Sunday, April 09, 2006

Pizzeria Kamikaze and the Gospel According to Judas

The coming of Palm Sunday helped me make a couple connections. The first piece was picking up Pizzeria Kamikaze at Rocketship. It’s an Israeli comic, done gorgeous in silver and black, about several characters who killed themselves and exist in an afterlife (what’s the Hebrew word for purgatory?) much like their former lives, except the characters keep the wounds and disfigurement from their offing. The continuity of the afterlife with their former lives is reminiscent of Will Self’s story The North London Book of the Dead.

There are two particularly poignant episodes. The first, the two main characters (who are Israeli) enter a bar full of Arabs, the bar tender having been a suicide bomber. The exchange offers leveling perspective of the Palestinian conflict.

The second episode features Joshua, who had first offed himself in a sacrificial suicide. Even if you didn’t know that Joshua and Jesus are the same Hebrew name, the connection is clear. The short of it is J kills himself a second time, plunging him to a place with more despair with other second suicides.

I only now thought about Stephen Adly Guirgis’ The Last Days of Judas Iscariot, and Jose Saramago’s The Gospel According to Jesus Christ, both of which offer intriguing perspectives on the Passion, great “truth” telling from the devil (dare I say devil’s advocate?), and suggest that damnation under an omniscient, omnipotent god is suspect. As one might guess, the real link in all is this is the announcement of the Coptic manuscript of the Gospel of Judas this past week.

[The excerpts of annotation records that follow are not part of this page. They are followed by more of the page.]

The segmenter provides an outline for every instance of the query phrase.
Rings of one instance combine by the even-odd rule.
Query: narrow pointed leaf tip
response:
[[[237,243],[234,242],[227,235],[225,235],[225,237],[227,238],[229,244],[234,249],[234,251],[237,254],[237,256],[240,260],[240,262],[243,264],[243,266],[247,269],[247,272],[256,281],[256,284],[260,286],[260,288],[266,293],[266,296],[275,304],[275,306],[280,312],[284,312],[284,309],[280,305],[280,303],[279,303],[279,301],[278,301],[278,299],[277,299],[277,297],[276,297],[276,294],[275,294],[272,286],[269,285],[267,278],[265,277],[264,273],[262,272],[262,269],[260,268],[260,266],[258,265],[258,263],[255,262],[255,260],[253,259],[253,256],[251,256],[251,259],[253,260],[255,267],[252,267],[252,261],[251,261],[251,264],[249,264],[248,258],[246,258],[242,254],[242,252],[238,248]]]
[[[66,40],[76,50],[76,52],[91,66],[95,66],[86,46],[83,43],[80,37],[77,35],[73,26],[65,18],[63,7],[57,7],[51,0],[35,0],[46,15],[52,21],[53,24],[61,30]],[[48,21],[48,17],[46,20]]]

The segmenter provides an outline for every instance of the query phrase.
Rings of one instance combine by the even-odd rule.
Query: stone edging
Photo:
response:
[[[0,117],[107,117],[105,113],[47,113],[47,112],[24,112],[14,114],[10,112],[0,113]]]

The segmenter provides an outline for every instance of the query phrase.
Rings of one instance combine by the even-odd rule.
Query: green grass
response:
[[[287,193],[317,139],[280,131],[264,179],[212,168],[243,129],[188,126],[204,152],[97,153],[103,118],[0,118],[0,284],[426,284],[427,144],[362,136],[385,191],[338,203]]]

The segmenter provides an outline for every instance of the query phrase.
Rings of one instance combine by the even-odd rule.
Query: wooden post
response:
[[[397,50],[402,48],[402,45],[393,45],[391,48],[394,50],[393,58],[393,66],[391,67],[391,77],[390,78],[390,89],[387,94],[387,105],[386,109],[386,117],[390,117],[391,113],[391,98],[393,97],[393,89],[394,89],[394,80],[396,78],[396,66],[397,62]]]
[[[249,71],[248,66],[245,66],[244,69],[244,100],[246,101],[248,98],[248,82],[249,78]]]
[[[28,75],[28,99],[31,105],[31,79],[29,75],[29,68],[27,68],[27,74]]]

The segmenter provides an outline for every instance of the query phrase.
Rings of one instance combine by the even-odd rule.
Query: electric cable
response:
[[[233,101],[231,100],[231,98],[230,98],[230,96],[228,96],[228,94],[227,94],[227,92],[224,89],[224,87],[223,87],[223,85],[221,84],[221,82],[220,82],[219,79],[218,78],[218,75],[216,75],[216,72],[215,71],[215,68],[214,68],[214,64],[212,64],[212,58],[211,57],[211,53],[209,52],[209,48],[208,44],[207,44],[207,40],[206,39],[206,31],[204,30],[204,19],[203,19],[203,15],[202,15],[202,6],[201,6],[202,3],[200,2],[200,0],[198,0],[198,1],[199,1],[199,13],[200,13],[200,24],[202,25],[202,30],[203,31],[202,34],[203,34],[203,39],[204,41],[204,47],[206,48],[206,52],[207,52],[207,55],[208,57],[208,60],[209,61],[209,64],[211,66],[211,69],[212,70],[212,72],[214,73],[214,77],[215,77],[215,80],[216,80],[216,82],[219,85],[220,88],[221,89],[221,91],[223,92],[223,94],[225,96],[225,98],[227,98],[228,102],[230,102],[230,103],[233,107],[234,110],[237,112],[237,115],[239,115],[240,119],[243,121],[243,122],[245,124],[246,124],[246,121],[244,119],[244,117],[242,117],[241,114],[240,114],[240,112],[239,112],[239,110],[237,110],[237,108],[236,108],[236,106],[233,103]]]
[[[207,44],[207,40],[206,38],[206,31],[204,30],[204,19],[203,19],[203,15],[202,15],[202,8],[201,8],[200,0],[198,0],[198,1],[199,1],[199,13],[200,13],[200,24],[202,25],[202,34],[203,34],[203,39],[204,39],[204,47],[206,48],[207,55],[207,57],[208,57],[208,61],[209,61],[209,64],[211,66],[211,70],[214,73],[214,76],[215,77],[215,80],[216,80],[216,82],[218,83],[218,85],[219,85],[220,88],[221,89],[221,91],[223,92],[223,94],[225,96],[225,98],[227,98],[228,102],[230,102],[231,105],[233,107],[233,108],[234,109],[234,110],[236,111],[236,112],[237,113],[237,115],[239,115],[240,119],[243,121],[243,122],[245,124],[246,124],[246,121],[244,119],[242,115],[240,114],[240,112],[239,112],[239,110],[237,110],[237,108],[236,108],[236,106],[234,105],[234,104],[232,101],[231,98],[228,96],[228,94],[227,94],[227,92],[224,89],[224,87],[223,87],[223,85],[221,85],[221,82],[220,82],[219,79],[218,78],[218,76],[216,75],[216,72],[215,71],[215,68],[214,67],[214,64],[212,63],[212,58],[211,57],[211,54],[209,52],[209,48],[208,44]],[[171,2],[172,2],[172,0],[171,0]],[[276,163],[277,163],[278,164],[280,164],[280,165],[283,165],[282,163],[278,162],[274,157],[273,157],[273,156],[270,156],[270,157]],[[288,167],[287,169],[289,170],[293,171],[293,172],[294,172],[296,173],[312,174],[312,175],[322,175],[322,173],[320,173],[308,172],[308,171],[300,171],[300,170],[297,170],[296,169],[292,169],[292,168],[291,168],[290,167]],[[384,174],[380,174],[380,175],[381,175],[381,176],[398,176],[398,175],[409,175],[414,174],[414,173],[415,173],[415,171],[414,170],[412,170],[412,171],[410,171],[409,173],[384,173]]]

In PK’s absence of a Judas, there is no distinction between suicide and self-sacrifice, there is only premeditated death (with the expectation of resurrection in this case). The newly revealed gospel argues that Judas was only disciple who understood that Jesus must die to conquer sin. Still Judas’ cardinal sin lingers not as treachery, but as despair in the act of suicide, and as argued by Guirgis, the despair of mortal incapable of knowing the future.
In contrast, Jesus, as God incarnate, knows all. Saramago imagines, not just of resurrection, but of Christian persecution at the hands of Romans, of slaughters in the name of Christ in crusades, inquisitions, colonization, and the holocaust.

Thus, the cause of Christianity has many sacrifices, but Jesus was the only one who could rise again. One can read it as a blessing or a curse.

In other Messiah related news, if Elijah knows what's good for him, he'll show up Wednesday at J&M's for the most excellent charoset, not to mention company, ever.


Blogger Brian J said...

Thanks for reminding me that PK is out. I have bits and pieces of it in the brothers' single issues of Bipolar, but haven't seen it as a whole work yet. None of my local stores actually have it, so I'm going to go ahead and special order it. I'm assuming you give it thumbs up.

Thanks for the good observations, and the nob to other readings, as well.

Wednesday, 19 April, 2006  
Blogger Sam Teigen said...

Well, a conditional thumbs up. I was annoyed by the typos in the copy, and the visual consistancy didn't seem so consistant. Nonetheless, the silver (there's my judas) ink is so slick, it bought me off.

Thursday, 20 April, 2006  
Blogger Brian J said...

Ack, the typos drove me crazy in the single issues I had picked up (in the $.25 box, no less). It's always disappointing when they don't make those corrections when preparing the trade. The library has it on order and I put a hold on it. I'll start there.